Flynn soon found himself embroiled in controversy, and he was forced out of the DIA a year early. His allies blamed an intransigent bureaucracy, resistant to his efforts at reform. His critics tell a different story, describing a man who brooked little dissent, and indulged in conspiratorial thinking. Sources told The New York Times about one such incident, after the Benghazi attack:
Iran had a role in the attack, he told them. Now, he added, it was their job to prove it—and, by implication, to show that the White House was wrong about what had led to the attack.
Despite Flynn’s insistence, solid evidence tying Iran to the attacks never surfaced. To his critics, the episode illustrates a tendency to connect dots to form patterns that don’t exist. Flynn himself has perhaps reinforced that case by repeatedly claiming to have been pushed out over his views on radical Islam—despite a lack of evidence to support that claim.

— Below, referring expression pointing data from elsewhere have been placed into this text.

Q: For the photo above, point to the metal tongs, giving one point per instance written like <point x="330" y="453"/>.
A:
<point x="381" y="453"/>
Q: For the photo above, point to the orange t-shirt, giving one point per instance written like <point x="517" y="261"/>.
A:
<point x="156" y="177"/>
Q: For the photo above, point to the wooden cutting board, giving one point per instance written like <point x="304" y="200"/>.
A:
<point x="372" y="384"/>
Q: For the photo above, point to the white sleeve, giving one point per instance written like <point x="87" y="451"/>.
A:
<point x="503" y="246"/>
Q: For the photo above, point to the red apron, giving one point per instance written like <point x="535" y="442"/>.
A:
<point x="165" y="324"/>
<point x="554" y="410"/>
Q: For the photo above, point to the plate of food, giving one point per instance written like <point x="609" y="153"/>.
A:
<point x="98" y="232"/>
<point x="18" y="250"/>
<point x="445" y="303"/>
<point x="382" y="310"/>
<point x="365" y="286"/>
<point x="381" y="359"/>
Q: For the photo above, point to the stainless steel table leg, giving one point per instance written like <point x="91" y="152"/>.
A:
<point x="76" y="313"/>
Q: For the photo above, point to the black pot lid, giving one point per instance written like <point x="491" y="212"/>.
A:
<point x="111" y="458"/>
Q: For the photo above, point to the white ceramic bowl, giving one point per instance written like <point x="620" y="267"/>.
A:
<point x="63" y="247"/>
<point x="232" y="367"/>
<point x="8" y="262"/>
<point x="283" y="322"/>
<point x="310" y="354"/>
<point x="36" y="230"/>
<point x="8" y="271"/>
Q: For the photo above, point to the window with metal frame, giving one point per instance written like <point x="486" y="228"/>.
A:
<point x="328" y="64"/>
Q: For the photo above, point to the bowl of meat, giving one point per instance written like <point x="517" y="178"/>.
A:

Flynn doesn’t lack for defenders, who dismiss such attacks. Jason Criss Howk, who worked with him in Afghanistan, described him as an “eager listener who quickly saw flaws in plans and questioned ideas that were weak.” But Sarah Chayes, who also worked with Flynn in Afghanistan, described him to the Times as “a very talented information gatherer” whose “thinking process is not sufficiently analytical to test some streams against others and make sense of it, or draw consistent conclusions.”

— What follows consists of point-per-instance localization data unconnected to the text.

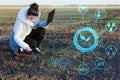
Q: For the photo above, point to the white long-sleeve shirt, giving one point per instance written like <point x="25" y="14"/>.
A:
<point x="23" y="27"/>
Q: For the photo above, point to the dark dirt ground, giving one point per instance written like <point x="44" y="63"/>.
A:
<point x="59" y="59"/>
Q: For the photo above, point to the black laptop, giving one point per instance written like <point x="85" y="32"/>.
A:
<point x="50" y="16"/>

Now, Flynn has been tapped to serve as President-elect Donald Trump’s national-security adviser, a position in which he’ll be charged with coordinating the nation’s complicated and competing national-security agencies, in addition to overseeing his own staff of hundreds. Flynn’s advocates point to his distinguished service as evidence he’s equal to the job, and his critics insist that his recent conspiratorial tweets prove he’s unsuited to the role.
But the question isn’t whether Flynn is the right choice, but whether Trump will scope and define his job in the right way—enabling him to succeed. At JSOC, he reported to a commander who apparently demanded that he discipline his outbursts and empowered his subordinates to rigorously test his ideas. He performed brilliantly. At the DIA, by contrast, he ran his own show, and reportedly demanded that his subordinates validate his ideas. He was promptly forced out.
One way to read Flynn’s record is as a reminder that our greatest assets are often also our greatest flaws—and it’s the circumstances in which we’re placed that enable success, or trigger failure.